Cette intense activité maritime, rien moins que pacifique par bon nombre de ses aspects, va tôt s’accompagner, dès Henri VII (1485-1509) et Henri VIII (1509-1547) de la formation d’une marine de guerre au sens propre, la première en Europe, la Navy, composée de navires hauturiers et non pas seulement de galères, produits par des arsenaux royaux. Cette marine va croître en puissance tout au long du XVIe siècle; ce sont par exemple les Anglais qui vont les premiers placer leur artillerie embarquée sur les ponts inférieurs, en faisant tirer les canons par des sabords, et qui vont mettre au point la tactique de la bataille en ligne.
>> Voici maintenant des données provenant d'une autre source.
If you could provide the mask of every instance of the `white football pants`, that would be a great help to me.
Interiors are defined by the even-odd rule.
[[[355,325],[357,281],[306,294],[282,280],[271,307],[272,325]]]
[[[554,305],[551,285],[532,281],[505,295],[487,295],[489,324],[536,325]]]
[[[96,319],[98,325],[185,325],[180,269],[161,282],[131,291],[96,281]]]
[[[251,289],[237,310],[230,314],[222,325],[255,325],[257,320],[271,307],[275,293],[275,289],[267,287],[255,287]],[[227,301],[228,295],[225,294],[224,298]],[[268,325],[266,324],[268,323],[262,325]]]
La montée en puissance mais aussi les ambitions grandissantes de l’Angleterre sur mer se manifesteront clairement à partir du milieu du XVIIe siècle, lorsque le Parlement anglais adoptera les deux Navigation Acts (1652 et 1660), destinés à contester le quasi-monopole néerlandais dans le commerce et le fret maritimes dans la Baltique, en mer du Nord et même dans les Antilles. En effet, ils réservent aux seuls navires anglais la possibilité d’introduire en Angleterre et dans ses colonies des marchandises en provenance d’Asie, d’Afrique ou des Amériques; tandis que les marchandises en provenance d’Europe ne pourront y être introduites qu’en étant transportées par des navires anglais ou des navires des pays à partir desquels elles ont été exportées. Il va en résulter trois guerres anglo-néerlandaises (1652-1654, 1664-1667 et 1672-1674) au cours desquelles la Navy sera en mesure de faire mieux que bonne figure face aux redoutables marins néerlandais.
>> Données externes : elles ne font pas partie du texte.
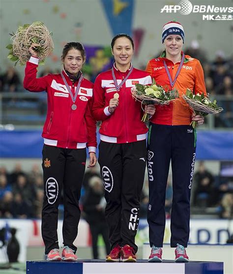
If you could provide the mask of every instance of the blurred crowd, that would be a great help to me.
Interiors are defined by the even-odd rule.
[[[204,162],[200,161],[196,168],[192,187],[192,208],[200,209],[202,213],[204,209],[212,208],[215,209],[215,216],[233,217],[233,177],[214,176],[206,169]],[[81,217],[88,223],[94,235],[101,234],[104,239],[107,239],[107,227],[104,216],[106,201],[97,168],[87,170],[81,192]],[[34,164],[31,170],[27,173],[20,163],[16,164],[11,173],[4,166],[0,167],[0,218],[40,218],[43,196],[40,166]],[[166,197],[165,210],[167,217],[169,218],[173,198],[170,176]],[[141,217],[146,218],[148,202],[148,182],[146,179],[141,197]],[[59,209],[60,218],[62,218],[62,195]]]
[[[222,51],[216,52],[215,56],[209,58],[207,52],[201,48],[199,42],[192,41],[190,46],[184,50],[186,54],[197,58],[201,61],[204,69],[206,90],[210,96],[224,95],[218,98],[218,104],[224,108],[224,111],[215,116],[215,126],[216,127],[233,127],[233,56],[227,57]],[[158,53],[155,57],[159,56]],[[94,81],[94,76],[101,72],[96,71],[94,64],[87,64],[90,68],[87,70],[85,77]],[[140,68],[145,69],[146,63],[142,64]],[[91,68],[92,68],[91,69]],[[49,73],[59,73],[48,66],[45,66],[39,74],[41,77]],[[9,67],[5,71],[0,73],[0,92],[25,92],[22,86],[23,79],[17,70]],[[40,101],[39,111],[44,114],[46,112],[45,101]]]

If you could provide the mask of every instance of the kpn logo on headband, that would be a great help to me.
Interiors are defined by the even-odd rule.
[[[219,7],[214,5],[193,5],[188,0],[181,0],[177,5],[165,5],[161,8],[160,12],[176,13],[178,11],[183,15],[188,15],[191,12],[212,13],[212,14],[203,14],[203,20],[232,20],[233,19],[233,16],[231,14],[233,12],[233,7]]]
Et, dès lors que s’amorcera la seconde Guerre de Cent Ans, la suprématie de la Navy ne fera que se confirmer et se renforcer. L’Amirauté britannique, parfaitement soutenue par le Parlement, veillera tout au long du XVIIIe siècle à ce que son effectif soit en gros le double de celui de la Royale (la marine de guerre française) et dépasse même celui des deux marines française et espagnole réunies (alliées), en y consacrant l’essentiel du budget militaire. Et elle y parviendra d’autant mieux que, face à elle, la France aura tôt fait le choix inverse, celui de privilégier la guerre terrestre.
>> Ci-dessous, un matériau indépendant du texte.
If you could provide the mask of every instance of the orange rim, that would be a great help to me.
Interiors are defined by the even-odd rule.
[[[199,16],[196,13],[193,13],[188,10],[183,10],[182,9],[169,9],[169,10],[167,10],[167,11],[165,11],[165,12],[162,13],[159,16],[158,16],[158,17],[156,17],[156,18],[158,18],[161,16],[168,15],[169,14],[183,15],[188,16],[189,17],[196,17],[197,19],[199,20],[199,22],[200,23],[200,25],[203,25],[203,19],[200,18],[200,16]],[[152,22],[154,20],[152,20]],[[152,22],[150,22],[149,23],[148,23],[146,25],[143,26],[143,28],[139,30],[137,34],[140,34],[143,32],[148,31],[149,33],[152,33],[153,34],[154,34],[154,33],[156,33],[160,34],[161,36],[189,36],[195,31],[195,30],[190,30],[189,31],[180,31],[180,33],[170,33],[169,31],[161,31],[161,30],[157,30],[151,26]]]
Inverse de celui des Anglais, le choix français est d’abord un choix contraint. Si l’Angleterre peut et même doit d’abord compter sur sa marine pour se défendre face à tout risque d’invasion, il ne peut en aller de même pour la France. Car, si la France possède une des plus longues façades maritimes en Europe, elle possède presque autant de frontières terrestres, dont certaines ne sont entravées par aucun obstacle naturel. Ainsi en va-t-il notamment de ses frontières du Nord-est, s’étendant du nord de l’Alsace à la Manche, une trouée par laquelle s’engouffreront toutes les invasions que le territoire français subira au cours des siècles. Il lui faut donc défendre ses frontières, notamment cette section particulièrement vulnérable, par des lignes de fortifications (Vauban s’y emploiera en particulier) et en entretenant de puissantes forces armées terrestres. Or on sait qu’aucun Etat européen n’a à l’époque les moyens d’être le plus puissant à la fois sur terre et sur mer.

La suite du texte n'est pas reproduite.